= Extra credit =

Way to gain points

Extra credit is a way to gain points, particularly used in schools. If a student completes optional objectives they may earn points beyond those that can be earned through mandatory assessments.

==Reasons for extra credit==
Teachers employ extra credit for a variety of reasons. For example, it may be felt that students who are highly capable may benefit from an additional challenge that might not be suitable as required work for all students. Extra credit may also be used as a way to allow a student to improve their grade after a weak performance earlier in a course. In both of these cases, extra credit can promote differentiated instruction by factoring in optional work in the assessment of student performance.

==Method of computation==
Typically, participation in extra credit can only improve one's grade. Points might be added to an existing activity, for example, if the student correctly answers a more difficult portion of a test that would be required to meet the objectives of a unit. Optional activities may also add points or marks used in overall grade computation. This may, for example, increase the numerator of the fraction used in computing an overall percentage, while leaving the denominator unchanged.

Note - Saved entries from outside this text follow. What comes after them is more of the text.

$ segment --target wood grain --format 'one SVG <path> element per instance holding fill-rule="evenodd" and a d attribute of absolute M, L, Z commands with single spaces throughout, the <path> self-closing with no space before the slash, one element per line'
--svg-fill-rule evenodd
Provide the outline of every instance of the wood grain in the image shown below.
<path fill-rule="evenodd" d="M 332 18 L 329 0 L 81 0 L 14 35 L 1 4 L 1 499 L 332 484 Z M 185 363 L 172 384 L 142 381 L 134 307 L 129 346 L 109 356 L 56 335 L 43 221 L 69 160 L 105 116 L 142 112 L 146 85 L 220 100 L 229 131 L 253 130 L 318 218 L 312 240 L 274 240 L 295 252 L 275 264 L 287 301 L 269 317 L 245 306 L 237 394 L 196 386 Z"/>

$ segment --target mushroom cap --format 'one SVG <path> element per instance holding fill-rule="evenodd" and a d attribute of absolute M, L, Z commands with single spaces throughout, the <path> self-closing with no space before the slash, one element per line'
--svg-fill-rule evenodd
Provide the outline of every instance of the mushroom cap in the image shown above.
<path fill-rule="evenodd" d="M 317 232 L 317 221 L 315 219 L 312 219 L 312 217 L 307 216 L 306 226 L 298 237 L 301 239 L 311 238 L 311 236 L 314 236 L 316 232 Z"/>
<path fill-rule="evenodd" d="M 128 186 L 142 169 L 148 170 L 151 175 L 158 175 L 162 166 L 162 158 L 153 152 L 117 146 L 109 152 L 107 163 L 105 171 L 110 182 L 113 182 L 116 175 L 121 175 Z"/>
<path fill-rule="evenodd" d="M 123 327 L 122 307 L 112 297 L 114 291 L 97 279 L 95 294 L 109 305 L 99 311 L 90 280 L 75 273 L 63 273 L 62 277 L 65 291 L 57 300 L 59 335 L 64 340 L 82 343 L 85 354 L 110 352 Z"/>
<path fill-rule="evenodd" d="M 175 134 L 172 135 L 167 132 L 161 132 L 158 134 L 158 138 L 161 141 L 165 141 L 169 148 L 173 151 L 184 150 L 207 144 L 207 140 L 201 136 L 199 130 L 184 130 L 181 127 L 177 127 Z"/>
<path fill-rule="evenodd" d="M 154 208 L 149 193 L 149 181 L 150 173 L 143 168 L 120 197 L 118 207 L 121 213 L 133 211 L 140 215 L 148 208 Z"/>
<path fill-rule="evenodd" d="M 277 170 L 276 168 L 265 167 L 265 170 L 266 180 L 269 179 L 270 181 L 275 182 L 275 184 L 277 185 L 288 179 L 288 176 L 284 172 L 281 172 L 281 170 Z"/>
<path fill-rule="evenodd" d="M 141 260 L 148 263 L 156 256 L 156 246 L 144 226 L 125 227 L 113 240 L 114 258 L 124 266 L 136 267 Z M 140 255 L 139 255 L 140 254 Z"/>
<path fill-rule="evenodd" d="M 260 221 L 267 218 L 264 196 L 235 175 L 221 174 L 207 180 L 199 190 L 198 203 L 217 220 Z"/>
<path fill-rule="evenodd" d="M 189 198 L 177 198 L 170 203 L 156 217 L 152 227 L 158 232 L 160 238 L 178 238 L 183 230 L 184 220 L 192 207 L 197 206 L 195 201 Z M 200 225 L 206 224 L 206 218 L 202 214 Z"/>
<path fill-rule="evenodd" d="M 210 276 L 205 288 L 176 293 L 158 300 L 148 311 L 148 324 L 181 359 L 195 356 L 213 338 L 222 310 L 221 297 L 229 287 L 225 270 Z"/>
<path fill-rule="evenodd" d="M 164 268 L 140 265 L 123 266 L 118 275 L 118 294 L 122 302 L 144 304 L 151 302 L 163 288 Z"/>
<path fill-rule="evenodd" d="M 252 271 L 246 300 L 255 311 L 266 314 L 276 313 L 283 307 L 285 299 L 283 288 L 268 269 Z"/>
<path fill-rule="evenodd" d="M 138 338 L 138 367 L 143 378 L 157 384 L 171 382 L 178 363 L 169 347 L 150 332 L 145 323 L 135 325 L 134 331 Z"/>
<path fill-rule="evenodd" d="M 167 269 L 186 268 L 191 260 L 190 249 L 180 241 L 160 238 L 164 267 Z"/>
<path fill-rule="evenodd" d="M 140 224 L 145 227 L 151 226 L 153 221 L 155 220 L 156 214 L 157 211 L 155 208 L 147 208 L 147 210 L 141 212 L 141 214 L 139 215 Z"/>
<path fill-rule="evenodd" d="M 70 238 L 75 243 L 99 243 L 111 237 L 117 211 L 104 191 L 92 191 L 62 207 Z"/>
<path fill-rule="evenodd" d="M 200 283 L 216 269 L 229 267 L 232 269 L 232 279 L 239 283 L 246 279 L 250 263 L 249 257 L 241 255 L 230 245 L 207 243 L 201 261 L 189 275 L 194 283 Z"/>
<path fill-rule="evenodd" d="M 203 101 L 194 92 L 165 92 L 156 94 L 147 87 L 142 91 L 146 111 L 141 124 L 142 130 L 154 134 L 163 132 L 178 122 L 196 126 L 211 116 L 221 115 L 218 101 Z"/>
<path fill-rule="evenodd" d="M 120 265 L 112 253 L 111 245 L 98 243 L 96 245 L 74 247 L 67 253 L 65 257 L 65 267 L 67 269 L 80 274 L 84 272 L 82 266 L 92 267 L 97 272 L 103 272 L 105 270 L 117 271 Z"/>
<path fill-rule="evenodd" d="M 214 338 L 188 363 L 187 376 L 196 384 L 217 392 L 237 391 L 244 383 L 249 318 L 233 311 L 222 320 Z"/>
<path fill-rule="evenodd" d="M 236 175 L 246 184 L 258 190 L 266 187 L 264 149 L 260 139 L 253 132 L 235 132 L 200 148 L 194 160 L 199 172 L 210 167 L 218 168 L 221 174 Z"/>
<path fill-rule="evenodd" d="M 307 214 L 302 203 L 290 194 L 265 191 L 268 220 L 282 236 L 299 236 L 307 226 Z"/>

This can lead to grade percentages that exceed 100% unless the policy used for grade computations caps a grade at a maximum value.

==Controversial aspects==
Author Julia G. Thompson refers to extra credit as "a controversial topic for teachers." In California, during late 2006, there was controversy when students were offered extra credits simply for buying course books in an effort to overcome a lack of resources.

==In popular culture==
The concept has been featured in the titles of various works of fiction, including Amber Brown Wants Extra Credit and the Degrassi: Extra Credit series.